Performance and Scalability of Learned Index Structures in the Wild

A. Wirth
Master Thesis
MT2401 (March, 2024)
Supervised by
o. Univ.-Prof. DI Dr. Michael Schrefl
Instructed by
Simon Staudinger, MSc
Accomplished at
University Linz, Institute of Business Informatics - Data & Knowledge Engineering

Abstract (English)

This thesis aims to investigate the potential of Learned Index structures using the example of different datasets. These index structures surfaced in recent years, as a credible alternative for traditional index approaches, with several papers dedicated to the purpose of evaluating the possibilities enhancing indexes with machine learning models would bring.
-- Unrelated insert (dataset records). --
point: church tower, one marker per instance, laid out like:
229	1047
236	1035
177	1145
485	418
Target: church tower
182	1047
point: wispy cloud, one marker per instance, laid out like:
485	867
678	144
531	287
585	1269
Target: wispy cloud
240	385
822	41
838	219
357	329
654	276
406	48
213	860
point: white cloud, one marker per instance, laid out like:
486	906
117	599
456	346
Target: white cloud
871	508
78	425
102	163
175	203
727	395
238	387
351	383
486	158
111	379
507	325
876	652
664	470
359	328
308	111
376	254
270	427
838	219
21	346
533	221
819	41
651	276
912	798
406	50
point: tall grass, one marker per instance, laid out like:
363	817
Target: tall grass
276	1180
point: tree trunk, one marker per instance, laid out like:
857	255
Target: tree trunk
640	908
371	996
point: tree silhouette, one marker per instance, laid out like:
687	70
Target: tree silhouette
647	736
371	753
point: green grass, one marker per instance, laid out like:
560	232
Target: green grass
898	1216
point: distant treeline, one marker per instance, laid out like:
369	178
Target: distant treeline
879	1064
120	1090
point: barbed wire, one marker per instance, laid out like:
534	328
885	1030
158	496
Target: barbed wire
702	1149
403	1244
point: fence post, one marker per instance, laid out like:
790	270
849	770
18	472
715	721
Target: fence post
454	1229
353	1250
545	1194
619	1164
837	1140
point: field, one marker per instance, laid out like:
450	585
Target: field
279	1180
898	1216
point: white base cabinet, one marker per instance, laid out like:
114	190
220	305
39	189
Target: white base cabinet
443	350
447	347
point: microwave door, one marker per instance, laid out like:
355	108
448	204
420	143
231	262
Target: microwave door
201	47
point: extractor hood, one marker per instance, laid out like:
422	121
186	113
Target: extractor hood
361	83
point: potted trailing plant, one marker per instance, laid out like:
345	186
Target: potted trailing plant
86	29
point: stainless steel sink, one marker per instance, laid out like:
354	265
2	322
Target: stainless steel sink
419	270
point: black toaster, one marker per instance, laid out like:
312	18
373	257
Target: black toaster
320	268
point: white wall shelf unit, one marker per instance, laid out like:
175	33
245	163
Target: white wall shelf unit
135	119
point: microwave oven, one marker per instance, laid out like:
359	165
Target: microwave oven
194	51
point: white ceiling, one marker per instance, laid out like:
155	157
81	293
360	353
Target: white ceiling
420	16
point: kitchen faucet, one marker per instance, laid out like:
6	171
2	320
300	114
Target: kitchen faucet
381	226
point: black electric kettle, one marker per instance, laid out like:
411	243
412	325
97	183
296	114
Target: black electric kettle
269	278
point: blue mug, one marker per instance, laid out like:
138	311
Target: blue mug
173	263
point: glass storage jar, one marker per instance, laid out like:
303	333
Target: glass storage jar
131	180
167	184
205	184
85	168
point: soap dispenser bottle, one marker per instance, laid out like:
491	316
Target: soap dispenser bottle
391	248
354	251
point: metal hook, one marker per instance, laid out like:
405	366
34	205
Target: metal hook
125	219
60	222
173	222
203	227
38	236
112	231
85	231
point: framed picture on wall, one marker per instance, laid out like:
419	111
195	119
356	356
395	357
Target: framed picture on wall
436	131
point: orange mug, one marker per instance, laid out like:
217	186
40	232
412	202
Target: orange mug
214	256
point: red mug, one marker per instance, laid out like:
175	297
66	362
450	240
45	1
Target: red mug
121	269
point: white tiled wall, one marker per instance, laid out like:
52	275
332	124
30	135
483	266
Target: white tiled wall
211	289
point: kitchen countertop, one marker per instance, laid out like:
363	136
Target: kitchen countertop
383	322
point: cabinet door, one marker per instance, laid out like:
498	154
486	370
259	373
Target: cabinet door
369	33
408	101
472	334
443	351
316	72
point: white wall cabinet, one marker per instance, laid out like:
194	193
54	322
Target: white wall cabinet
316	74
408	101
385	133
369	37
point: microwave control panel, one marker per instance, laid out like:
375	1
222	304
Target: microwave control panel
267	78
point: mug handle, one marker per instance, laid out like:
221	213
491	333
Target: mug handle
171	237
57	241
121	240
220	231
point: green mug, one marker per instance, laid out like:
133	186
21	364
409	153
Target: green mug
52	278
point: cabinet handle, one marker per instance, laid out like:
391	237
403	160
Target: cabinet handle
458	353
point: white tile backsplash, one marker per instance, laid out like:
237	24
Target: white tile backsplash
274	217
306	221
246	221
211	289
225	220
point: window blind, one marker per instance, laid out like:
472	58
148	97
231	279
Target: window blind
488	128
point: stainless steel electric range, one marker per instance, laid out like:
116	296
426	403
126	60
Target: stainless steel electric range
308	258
In this thesis, the previous work will be extended with the aspect of the performance comparison in different real-world datasets, more specifically on datasets from Dynatrace.

The comparison to traditional indexes and indexes commonly found in the industry is done through experiments examining metrics like build- and lookup time as well as other, model specific, parameters. Furthermore, the scalability of Learned Index structures is evaluated. These experiments are conducted on various datasets, both real world datasets from Dynatrace and synthetic ones. The main aim of the experiments was to investigate whether a performance gain would be possible, when implementing Learned Index structures on real world datasets that can be found in "the wild", meaning the industry aside from synthetic datasets. The results of the experiments conducted in this thesis lean to the side that a performance gain is in fact possible, as that Learned indexes can offer very fast lookups. These fast lookup time are due to the fact that Learned Index structures can utilize the Distributive Data Function to effectively find the wanted lookup keys. What must be considered is that the build times of Learned Index structures tend to be higher due to their complexity, which is a fact that has to be considered when using them in industrial use cases.